Abstract
Background Staphylococcus aureus is a major bacterial pathogen that causes a variety of diseases, ranging from wound infections to severe bacteremia or food poisoning. The course and severity of the disease are mainly dependent on the bacterium genotype as well as host factors. Whole-genome sequencing (WGS) is currently the most extensive genotyping method available, followed by bioinformatic sequence analysis.
Methods A total of 253 uncharacterized staphylococcus genome sequences were downloaded from the National Center for Biotechnology Information (NCBI) (August 2012 to March 2020) from different studies. Samples were clustered based on core and accessory pairwise distances between isolates and then analyzed by multilocus sequence typing tool (MLST). Staphylococcal Cassette Chromosome mec (SCCmec), spa typing, variant calling, core genome alignment, and recombination sites prediction were performed on detected S. aureus isolates. S. aureus isolates were also analyzed for the presence of genes coding for virulence factors and antibiotic resistance.

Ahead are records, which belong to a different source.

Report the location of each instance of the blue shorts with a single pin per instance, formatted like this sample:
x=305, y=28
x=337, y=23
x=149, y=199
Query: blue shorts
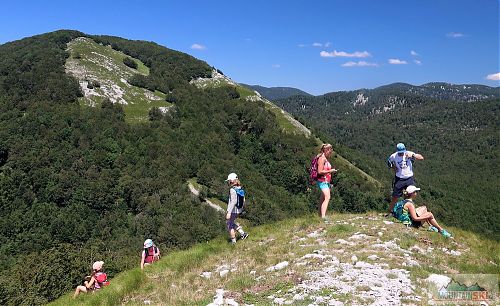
x=323, y=185
x=231, y=223
x=401, y=184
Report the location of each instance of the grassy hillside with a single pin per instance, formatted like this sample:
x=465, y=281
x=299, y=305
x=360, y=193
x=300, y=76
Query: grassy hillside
x=459, y=141
x=102, y=74
x=274, y=93
x=353, y=259
x=81, y=183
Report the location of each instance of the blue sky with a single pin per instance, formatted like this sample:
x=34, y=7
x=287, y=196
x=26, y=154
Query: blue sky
x=316, y=46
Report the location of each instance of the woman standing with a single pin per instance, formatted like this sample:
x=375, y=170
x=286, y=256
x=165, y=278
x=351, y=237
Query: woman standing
x=150, y=254
x=235, y=207
x=324, y=177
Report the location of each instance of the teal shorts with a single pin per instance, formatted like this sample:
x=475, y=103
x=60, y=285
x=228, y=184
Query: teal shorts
x=323, y=185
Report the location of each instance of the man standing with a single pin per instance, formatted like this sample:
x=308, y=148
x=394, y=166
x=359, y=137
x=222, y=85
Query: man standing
x=401, y=162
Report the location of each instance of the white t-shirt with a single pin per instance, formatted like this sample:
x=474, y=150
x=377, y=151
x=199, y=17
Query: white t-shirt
x=404, y=167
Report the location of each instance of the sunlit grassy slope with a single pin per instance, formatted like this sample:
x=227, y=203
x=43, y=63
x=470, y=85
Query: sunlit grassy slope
x=315, y=254
x=102, y=74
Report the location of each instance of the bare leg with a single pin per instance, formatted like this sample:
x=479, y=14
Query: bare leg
x=434, y=222
x=325, y=197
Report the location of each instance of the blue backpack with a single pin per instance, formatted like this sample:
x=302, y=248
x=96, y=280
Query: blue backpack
x=240, y=194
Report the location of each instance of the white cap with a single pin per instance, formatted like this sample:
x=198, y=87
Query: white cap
x=232, y=177
x=97, y=265
x=148, y=243
x=411, y=189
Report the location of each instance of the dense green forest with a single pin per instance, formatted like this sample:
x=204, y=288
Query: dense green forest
x=79, y=184
x=459, y=141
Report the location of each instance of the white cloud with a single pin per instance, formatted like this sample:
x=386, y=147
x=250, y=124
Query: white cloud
x=198, y=47
x=359, y=64
x=336, y=53
x=493, y=77
x=396, y=61
x=455, y=35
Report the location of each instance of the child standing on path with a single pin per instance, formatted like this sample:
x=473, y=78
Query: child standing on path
x=323, y=180
x=235, y=207
x=401, y=162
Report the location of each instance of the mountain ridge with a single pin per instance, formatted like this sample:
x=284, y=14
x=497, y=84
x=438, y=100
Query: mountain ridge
x=81, y=180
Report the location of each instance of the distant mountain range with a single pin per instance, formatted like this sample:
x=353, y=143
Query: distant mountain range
x=274, y=93
x=454, y=126
x=444, y=91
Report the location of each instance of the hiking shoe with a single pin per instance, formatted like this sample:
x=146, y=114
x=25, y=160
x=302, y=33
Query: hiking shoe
x=432, y=228
x=445, y=233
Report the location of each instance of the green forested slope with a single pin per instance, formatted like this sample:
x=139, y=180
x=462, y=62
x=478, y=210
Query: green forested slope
x=459, y=141
x=79, y=184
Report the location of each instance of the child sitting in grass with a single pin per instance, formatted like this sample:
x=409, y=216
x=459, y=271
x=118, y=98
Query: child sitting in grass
x=406, y=212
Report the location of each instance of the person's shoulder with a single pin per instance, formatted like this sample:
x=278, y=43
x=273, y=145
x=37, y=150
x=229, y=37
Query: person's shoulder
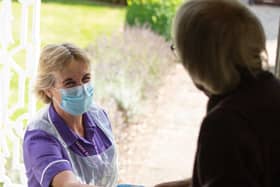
x=223, y=121
x=38, y=136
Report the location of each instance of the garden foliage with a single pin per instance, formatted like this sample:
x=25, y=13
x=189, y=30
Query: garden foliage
x=128, y=67
x=156, y=14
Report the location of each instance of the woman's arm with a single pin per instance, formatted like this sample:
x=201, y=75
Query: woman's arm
x=67, y=179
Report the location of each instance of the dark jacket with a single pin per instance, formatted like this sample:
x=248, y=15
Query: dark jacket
x=239, y=140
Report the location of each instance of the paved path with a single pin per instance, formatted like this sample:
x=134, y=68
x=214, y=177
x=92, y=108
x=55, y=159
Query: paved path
x=163, y=145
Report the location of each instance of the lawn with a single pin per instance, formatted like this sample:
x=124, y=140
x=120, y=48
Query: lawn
x=76, y=21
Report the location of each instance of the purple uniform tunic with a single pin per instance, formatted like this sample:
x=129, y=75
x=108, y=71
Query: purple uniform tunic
x=45, y=156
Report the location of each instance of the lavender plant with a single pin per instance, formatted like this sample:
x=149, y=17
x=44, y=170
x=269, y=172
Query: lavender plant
x=128, y=67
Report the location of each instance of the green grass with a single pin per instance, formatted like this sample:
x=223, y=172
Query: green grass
x=75, y=21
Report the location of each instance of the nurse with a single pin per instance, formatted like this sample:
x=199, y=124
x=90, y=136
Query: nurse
x=70, y=142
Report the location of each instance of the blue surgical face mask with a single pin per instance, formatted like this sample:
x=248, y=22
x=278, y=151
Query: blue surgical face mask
x=76, y=100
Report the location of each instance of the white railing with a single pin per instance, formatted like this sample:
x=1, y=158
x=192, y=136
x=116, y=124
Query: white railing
x=19, y=55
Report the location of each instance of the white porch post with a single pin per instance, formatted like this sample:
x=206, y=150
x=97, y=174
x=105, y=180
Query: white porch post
x=16, y=81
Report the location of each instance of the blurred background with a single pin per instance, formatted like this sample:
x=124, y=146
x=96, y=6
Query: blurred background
x=153, y=106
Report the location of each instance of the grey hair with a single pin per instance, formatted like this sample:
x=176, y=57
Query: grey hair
x=217, y=38
x=55, y=57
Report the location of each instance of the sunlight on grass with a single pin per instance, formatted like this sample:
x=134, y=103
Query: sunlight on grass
x=80, y=22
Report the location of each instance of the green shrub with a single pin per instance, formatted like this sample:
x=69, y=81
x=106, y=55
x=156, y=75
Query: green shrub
x=120, y=2
x=128, y=67
x=156, y=14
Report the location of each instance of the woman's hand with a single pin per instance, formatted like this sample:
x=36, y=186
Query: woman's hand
x=181, y=183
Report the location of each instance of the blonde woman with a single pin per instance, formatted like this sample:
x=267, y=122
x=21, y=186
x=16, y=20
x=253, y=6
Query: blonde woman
x=70, y=142
x=221, y=44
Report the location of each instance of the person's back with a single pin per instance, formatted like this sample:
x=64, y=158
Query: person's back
x=221, y=44
x=244, y=128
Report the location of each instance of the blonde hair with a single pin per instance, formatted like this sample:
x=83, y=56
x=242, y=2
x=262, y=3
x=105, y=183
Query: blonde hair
x=55, y=57
x=215, y=40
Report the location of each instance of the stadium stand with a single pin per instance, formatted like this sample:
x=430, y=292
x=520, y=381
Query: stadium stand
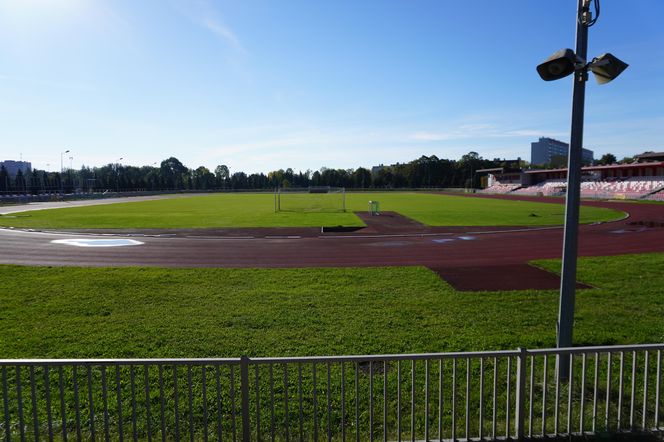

Results and conclusion Uncategorized genome sequences were clustered into 24 groups. About 182 uncharacterized Staphylococcus genomes were identified at the species level based on MLST, including 32 S. lugdunensis genome sequence, thus doubling the number of the publicly accessible S. lugdunensis genome sequence in Genbank. MLST identified another four species (S. epidermidis (33/253), S. lugdunensis (32/253), S. haemolyticus (41/253), S. hominis (24/253) and S. aureus (52/253)). Among the 52 S. aureus isolates, 21 (40.38%) isolates carried mecA gene, with 57.14% classified as SCCmec IV. The results of this study provide knowledge that facilitates evolutionary studies of staphylococcal species and other bacteria at the genome level.
Competing Interest Statement
The authors have declared no competing interest.